So hatte sie sich entschieden, ab Jahresbeginn einige Monate im Ausland zu verbringen, bereiste wie so viele ihrer Kolleginnen und Kollegen Australien, ließ sich faszinieren von der Wärme, die trotz anfänglicher Regenzeit herrschte, von der Lockerheit der Australier und von den Möglichkeiten, neue Menschen kennenzulernen. Monika hatte diese Zeit ausgekostet, hatte sich gehen lassen und es genossen, tun und lassen zu können, was und wie es ihr beliebte.
Doch je näher die bereits im Voraus gebuchte Rückreise kam, desto mehr spürte sie auch, dass ihr ›Down Under‹ die Verbindlichkeit und die Sicherheit der Schweiz fehlte, dass sie sich nach ausgeprägten Jahreszeiten, ja auch nach Kälte und Schnee, zurücksehnte. Und nach dem Alpstein – nach seinen drei Edelsteinen, dem Seealp-, dem Fälen- und dem Sämtisersee – nach den sechs Luftseilbahnen und den 27 Berggasthäusern, nach ausgiebigen Spaziergängen und Bergwanderungen in den Appenzeller Alpen.
So kehrte Monika Ende Juni nach knapp einem halben Jahr auf der südlichen Halbkugel wieder zurück ins beschauliche Appenzellerland, wo sie im Berggasthaus ›Staubern‹ mit ihrer großen Erfahrung als Verstärkung im Team sehr willkommen war. Denn Janine wollte für den erwarteten Ansturm während der Ferienzeit gewappnet sein.
Auf 1.751 Meter über Meer statt auf 1.284 Meter ging es damit für sie weiter in ihrem Beruf, den sie so über alles liebte: die Nähe zur Natur und speziell zu den Bergen, zu ihrem Alpstein, der Kontakt zu den Gästen, die Möglichkeit, neue Menschen kennenzulernen und mit ihnen zu kommunizieren, die Arbeit im Team und die Freude darüber, ihren Gästen ihrerseits eine Freude bereiten zu können und Gastgeberin zu sein.

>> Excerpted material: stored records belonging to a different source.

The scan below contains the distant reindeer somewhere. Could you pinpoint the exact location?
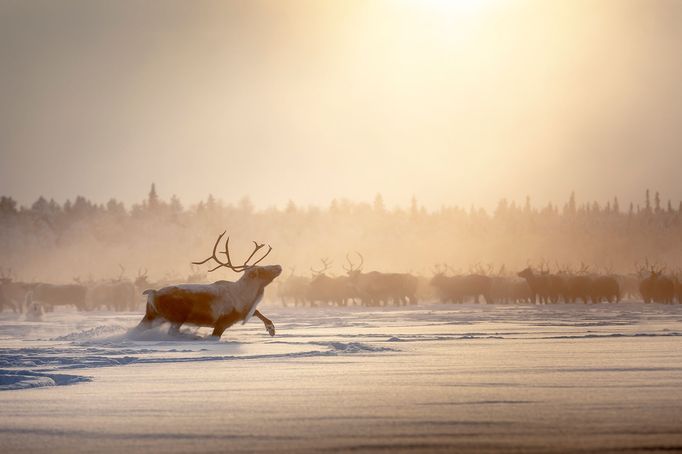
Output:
[517,266,550,304]
[277,268,310,307]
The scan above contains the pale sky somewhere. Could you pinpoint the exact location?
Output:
[0,0,682,208]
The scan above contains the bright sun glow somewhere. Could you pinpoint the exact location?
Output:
[398,0,500,14]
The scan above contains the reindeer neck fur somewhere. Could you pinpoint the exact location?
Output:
[214,275,265,317]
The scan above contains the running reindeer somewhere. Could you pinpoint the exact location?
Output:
[139,232,282,338]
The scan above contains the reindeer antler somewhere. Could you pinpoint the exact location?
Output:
[192,230,272,273]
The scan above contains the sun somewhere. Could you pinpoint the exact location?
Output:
[405,0,501,15]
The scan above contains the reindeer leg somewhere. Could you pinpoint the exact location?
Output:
[253,310,275,336]
[211,311,242,338]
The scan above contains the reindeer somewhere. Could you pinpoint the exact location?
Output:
[277,268,310,307]
[517,265,550,304]
[344,252,419,306]
[635,258,675,304]
[138,232,282,338]
[0,268,29,313]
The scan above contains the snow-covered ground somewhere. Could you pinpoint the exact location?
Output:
[0,303,682,453]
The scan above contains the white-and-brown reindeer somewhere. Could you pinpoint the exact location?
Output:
[139,232,282,337]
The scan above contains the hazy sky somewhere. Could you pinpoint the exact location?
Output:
[0,0,682,208]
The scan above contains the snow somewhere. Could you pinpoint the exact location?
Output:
[0,301,682,453]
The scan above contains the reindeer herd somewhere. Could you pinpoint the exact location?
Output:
[278,253,682,307]
[0,252,682,315]
[0,265,206,316]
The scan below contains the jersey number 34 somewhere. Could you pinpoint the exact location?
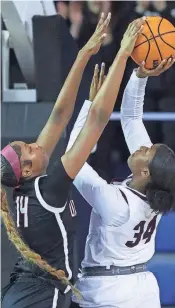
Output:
[125,215,157,248]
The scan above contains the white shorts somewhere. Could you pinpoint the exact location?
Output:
[73,272,161,308]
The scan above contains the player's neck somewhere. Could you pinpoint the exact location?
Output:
[128,177,145,194]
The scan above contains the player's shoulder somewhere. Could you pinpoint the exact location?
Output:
[112,174,147,203]
[13,176,47,198]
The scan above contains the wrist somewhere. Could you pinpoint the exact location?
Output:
[78,46,91,61]
[117,47,130,60]
[135,68,148,79]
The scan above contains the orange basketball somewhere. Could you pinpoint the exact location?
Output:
[131,16,175,69]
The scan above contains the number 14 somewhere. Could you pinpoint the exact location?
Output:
[16,196,29,228]
[125,215,157,248]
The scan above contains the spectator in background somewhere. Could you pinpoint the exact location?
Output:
[57,1,175,180]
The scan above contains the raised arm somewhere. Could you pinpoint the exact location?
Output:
[62,19,144,178]
[121,59,173,154]
[37,13,111,157]
[121,70,151,154]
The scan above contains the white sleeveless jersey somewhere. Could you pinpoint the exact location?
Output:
[82,181,161,267]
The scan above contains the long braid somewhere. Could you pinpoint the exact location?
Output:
[1,187,81,298]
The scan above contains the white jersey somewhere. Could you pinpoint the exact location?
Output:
[68,71,160,267]
[82,177,160,267]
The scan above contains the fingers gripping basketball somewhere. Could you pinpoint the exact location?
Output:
[131,16,175,69]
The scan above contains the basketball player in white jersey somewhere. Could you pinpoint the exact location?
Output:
[68,59,175,308]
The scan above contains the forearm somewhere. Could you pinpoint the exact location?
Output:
[92,50,128,125]
[52,48,90,121]
[121,71,151,153]
[66,100,92,152]
[62,53,127,178]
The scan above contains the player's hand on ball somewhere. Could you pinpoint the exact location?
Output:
[120,17,146,57]
[136,58,175,78]
[89,63,106,102]
[84,13,111,55]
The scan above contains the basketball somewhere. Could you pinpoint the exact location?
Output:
[131,16,175,69]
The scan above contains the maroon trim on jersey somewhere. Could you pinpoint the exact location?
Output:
[1,145,21,183]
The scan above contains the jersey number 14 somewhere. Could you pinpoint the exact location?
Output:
[16,196,29,228]
[125,215,157,248]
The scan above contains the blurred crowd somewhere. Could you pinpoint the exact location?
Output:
[55,1,175,180]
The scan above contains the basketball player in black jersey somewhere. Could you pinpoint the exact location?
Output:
[1,14,145,308]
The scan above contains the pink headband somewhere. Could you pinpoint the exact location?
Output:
[1,145,21,183]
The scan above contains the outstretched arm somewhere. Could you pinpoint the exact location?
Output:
[37,13,111,157]
[67,64,129,226]
[62,19,145,178]
[121,59,173,154]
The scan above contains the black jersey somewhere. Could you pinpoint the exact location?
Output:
[11,161,77,289]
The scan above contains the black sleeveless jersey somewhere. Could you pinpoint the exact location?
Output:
[13,161,77,291]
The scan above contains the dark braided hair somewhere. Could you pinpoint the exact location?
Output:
[146,144,175,214]
[1,145,81,298]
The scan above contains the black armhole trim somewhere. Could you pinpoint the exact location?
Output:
[119,188,129,205]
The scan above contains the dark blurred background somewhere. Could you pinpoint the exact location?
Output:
[1,1,175,308]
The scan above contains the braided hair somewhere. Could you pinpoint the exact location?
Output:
[146,144,175,214]
[1,145,81,298]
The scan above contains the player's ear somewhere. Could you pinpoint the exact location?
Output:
[21,160,32,178]
[141,167,150,179]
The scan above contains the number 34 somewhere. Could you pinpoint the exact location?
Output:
[125,215,157,248]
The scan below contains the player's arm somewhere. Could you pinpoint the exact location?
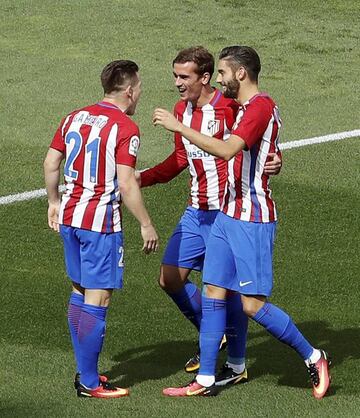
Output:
[153,108,246,161]
[264,151,282,176]
[44,148,64,232]
[116,164,159,254]
[136,134,189,187]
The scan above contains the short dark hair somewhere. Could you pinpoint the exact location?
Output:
[100,60,139,94]
[173,46,215,78]
[219,45,261,82]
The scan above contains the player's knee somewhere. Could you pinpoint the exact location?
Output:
[241,297,265,318]
[159,266,184,293]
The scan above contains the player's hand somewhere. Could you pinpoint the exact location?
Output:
[48,202,60,232]
[264,152,282,176]
[135,170,141,187]
[153,108,181,132]
[141,224,159,254]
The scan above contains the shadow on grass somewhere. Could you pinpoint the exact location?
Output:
[105,341,197,386]
[107,321,360,395]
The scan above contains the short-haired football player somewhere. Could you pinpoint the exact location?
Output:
[44,60,158,398]
[141,46,281,383]
[154,46,330,399]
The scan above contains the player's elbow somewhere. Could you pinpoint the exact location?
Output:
[43,157,57,173]
[119,181,133,197]
[221,151,234,161]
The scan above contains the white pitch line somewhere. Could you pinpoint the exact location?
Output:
[0,129,360,205]
[279,129,360,150]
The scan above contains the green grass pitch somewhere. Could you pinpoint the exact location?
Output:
[0,0,360,417]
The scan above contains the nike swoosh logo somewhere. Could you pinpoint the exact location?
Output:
[239,280,252,287]
[186,388,206,396]
[314,360,327,395]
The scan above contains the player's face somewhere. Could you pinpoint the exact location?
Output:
[127,75,142,115]
[216,60,240,99]
[173,61,204,103]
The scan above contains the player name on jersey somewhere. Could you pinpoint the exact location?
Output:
[51,102,139,233]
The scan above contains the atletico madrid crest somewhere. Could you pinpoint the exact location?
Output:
[208,119,220,136]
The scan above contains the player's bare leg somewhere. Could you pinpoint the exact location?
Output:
[159,264,191,293]
[242,295,331,399]
[159,264,205,373]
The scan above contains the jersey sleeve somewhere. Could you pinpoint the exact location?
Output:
[231,98,272,149]
[140,133,188,187]
[50,118,66,153]
[115,124,140,168]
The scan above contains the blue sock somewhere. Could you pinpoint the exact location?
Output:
[68,292,84,373]
[199,296,226,376]
[168,280,201,331]
[79,303,108,389]
[226,293,249,364]
[253,303,314,360]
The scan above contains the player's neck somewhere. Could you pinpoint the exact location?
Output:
[236,84,260,104]
[193,84,215,107]
[102,97,128,113]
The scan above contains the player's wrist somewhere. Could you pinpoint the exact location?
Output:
[140,220,152,228]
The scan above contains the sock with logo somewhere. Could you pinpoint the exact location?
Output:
[226,293,249,373]
[199,296,226,383]
[168,280,201,330]
[67,292,84,373]
[253,302,314,360]
[79,303,108,389]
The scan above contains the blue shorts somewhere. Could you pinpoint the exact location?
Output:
[203,212,276,296]
[60,225,124,289]
[162,206,219,271]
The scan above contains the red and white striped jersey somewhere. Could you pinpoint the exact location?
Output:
[141,89,239,210]
[50,102,140,233]
[222,93,281,223]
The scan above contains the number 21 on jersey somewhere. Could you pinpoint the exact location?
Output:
[64,131,101,184]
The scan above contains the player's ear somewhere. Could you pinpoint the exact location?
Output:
[235,67,246,81]
[202,73,211,86]
[125,84,134,98]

Der Wiedereinstieg fiel ihr leicht – umso mehr, als sie natürlich einen Großteil ihrer Gäste bereits kannte. Denn wer im ›Plattenbödeli‹ verkehrt, ist mit größter Wahrscheinlichkeit auch in den ›Staubern‹ anzutreffen. Wobei im Gegensatz zum ›Plattenbödeli‹, wo vor allem Wanderer und Gäste aus Appenzell und Umgebung auf einen Drink oder zum Essen vorbeikommen, hier dank der Seilbahnverbindung von Frümsen her mehr Gäste aus dem Rheintal auf die Staubern kommen.
Und auch das Pächterehepaar und ihre Kolleginnen waren ihr nicht unbekannt, denn es ist üblich, dass sich die Mitarbeiterinnen und Mitarbeiter benachbarter Berggasthäuser regelmäßig gegenseitig besuchen. So war Monika schon zu ihren ›Plattenbödeli‹-Zeiten oft an einem ihrer freien Tage vom Sämtisersee über die Rainhütte den steilen, aber gut ausgebauten Bergweg zum Staubernfirst aufgestiegen. Aber auch die etwas längeren Varianten Richtung Hoher Kasten und übers Wänneli hinauf auf den Kamm zwischen Kastensattel und Staubernfirst, oder über die Bollenwees und die Saxer Lücke hinauf auf die Staubern hatte sie schon mehrmals gewählt.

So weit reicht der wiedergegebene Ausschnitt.